Only 2% of Arab children who go to a Family Health Center (“Tipat Halab”) in East Jerusalem, have begun a process of child development evaluation, compared to 10-15% among the general population, according to a Jerusalem Institute for Policy Research study.
The study, conducted as part of a program operated by the Jerusalem municipality in family health centers with the aim of narrowing gaps and increasing the rate of evaluated children in the eastern part of the city, surveyed the challenges and stumbling blocks in the process that the child and parents must undergo – from raising initial concerns of developmental issues, to referral to a pediatrician who would then refer them to a child development center. Pediatricians and family practitioners in East Jerusalem are employed by concessionaires and not directly by the HMOs. They typically lack training in child development and do not perform routine child development examinations on children who come to see them; as such, referrals to child development centers for developmental evaluation are nearly always to the western part of the city. Beyond the transportation challenges in traveling to the western part of the city, it was reported that cultural accessibility and availability of Arabic translation at these centers is limited; finally, the evaluation summary and treatment recommendations are written almost exclusively in Hebrew and are submitted to the concessionaire clinic and not directly to the parents.

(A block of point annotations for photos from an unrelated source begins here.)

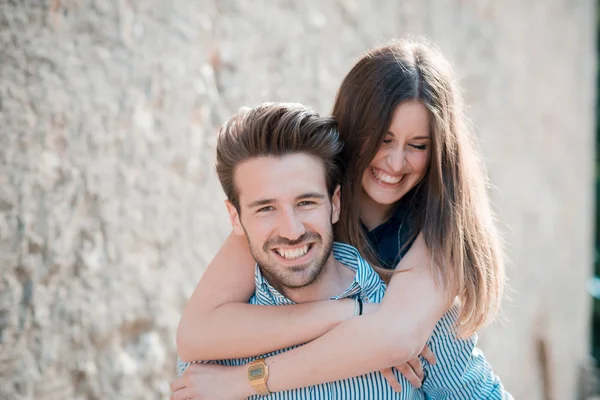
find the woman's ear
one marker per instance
(234, 217)
(335, 205)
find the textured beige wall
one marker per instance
(110, 210)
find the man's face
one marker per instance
(287, 216)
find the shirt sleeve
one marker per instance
(461, 371)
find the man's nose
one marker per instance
(290, 225)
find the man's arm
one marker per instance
(461, 371)
(217, 322)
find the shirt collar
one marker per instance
(366, 281)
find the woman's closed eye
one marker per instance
(420, 147)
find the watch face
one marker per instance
(256, 372)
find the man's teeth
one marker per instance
(291, 254)
(383, 177)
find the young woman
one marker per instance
(414, 204)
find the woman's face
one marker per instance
(402, 158)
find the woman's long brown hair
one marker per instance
(450, 205)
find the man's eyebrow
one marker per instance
(311, 195)
(261, 202)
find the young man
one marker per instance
(278, 167)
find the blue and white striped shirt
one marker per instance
(460, 373)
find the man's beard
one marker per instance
(293, 277)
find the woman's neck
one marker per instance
(373, 214)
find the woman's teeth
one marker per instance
(385, 178)
(291, 254)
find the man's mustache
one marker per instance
(281, 241)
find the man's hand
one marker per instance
(212, 381)
(411, 370)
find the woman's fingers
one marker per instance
(410, 375)
(428, 355)
(391, 378)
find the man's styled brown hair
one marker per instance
(276, 130)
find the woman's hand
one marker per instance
(411, 370)
(212, 381)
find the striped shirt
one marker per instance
(460, 373)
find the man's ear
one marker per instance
(335, 205)
(234, 217)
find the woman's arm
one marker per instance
(390, 336)
(218, 324)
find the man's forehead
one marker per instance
(280, 177)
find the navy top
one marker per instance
(392, 239)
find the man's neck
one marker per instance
(333, 280)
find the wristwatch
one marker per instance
(258, 373)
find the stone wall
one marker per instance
(110, 210)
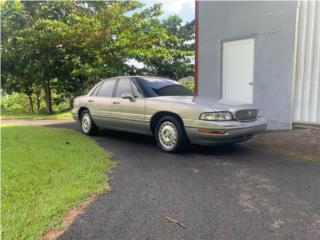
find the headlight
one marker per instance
(216, 116)
(259, 115)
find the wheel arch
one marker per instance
(80, 111)
(158, 115)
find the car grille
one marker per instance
(246, 115)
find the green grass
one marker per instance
(37, 116)
(43, 176)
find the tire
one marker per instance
(87, 125)
(170, 135)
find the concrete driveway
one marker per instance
(216, 193)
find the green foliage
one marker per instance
(187, 82)
(64, 47)
(52, 176)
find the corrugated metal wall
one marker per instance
(307, 73)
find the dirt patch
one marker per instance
(301, 143)
(68, 220)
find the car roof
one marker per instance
(138, 76)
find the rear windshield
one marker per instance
(155, 87)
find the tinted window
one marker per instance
(124, 86)
(153, 87)
(136, 92)
(107, 88)
(96, 89)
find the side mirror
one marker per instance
(127, 96)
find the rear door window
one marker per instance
(124, 86)
(106, 89)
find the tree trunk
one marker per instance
(31, 103)
(38, 100)
(47, 91)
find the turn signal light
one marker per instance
(210, 131)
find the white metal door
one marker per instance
(307, 74)
(237, 70)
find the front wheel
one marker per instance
(87, 125)
(170, 135)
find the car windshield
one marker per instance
(155, 87)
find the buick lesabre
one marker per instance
(166, 110)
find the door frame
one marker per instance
(243, 37)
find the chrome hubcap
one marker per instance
(86, 123)
(168, 135)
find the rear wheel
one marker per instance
(87, 125)
(170, 135)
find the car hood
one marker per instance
(210, 103)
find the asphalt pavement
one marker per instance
(228, 193)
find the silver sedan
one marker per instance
(166, 110)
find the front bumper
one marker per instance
(229, 131)
(75, 114)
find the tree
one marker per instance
(180, 64)
(65, 46)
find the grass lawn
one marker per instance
(40, 116)
(45, 172)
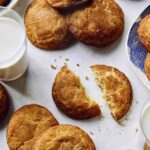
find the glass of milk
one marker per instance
(13, 53)
(145, 121)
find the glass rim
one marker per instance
(21, 23)
(141, 114)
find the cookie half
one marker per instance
(4, 102)
(117, 90)
(61, 4)
(71, 98)
(26, 124)
(99, 24)
(144, 32)
(64, 137)
(46, 28)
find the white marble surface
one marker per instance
(35, 85)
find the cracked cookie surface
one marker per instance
(46, 28)
(26, 124)
(116, 88)
(99, 24)
(65, 3)
(71, 98)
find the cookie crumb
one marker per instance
(53, 67)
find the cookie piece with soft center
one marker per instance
(26, 124)
(71, 98)
(99, 24)
(117, 90)
(46, 28)
(64, 137)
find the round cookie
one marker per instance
(2, 2)
(26, 124)
(46, 28)
(65, 3)
(144, 32)
(116, 87)
(64, 137)
(70, 96)
(4, 102)
(99, 24)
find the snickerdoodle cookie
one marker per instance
(147, 66)
(117, 90)
(46, 28)
(144, 32)
(99, 24)
(65, 3)
(64, 137)
(4, 102)
(71, 98)
(26, 124)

The parent survey conducted as part of the study included about 1,380 parents. The study found that there is a concern for developmental difficulties among 8% of the children, while only 2% have begun an evaluation process; an evaluation was actually conducted for 0.6% of the children. Furthermore, among those 8% of children suspected of having developmental difficulties, only 35% of them obtained a written referral for evaluation. An encouraging statistic – 88% of the children who did undergo evaluation, did begin treatment. These findings reflect a complex process, requiring parents to cope with many challenges and stumbling blocks. This is particularly so among those whose lives are already quite complex, and who have a low level of awareness of child development; narrowing the gaps in evaluating and treating child development issues is thus particularly difficult.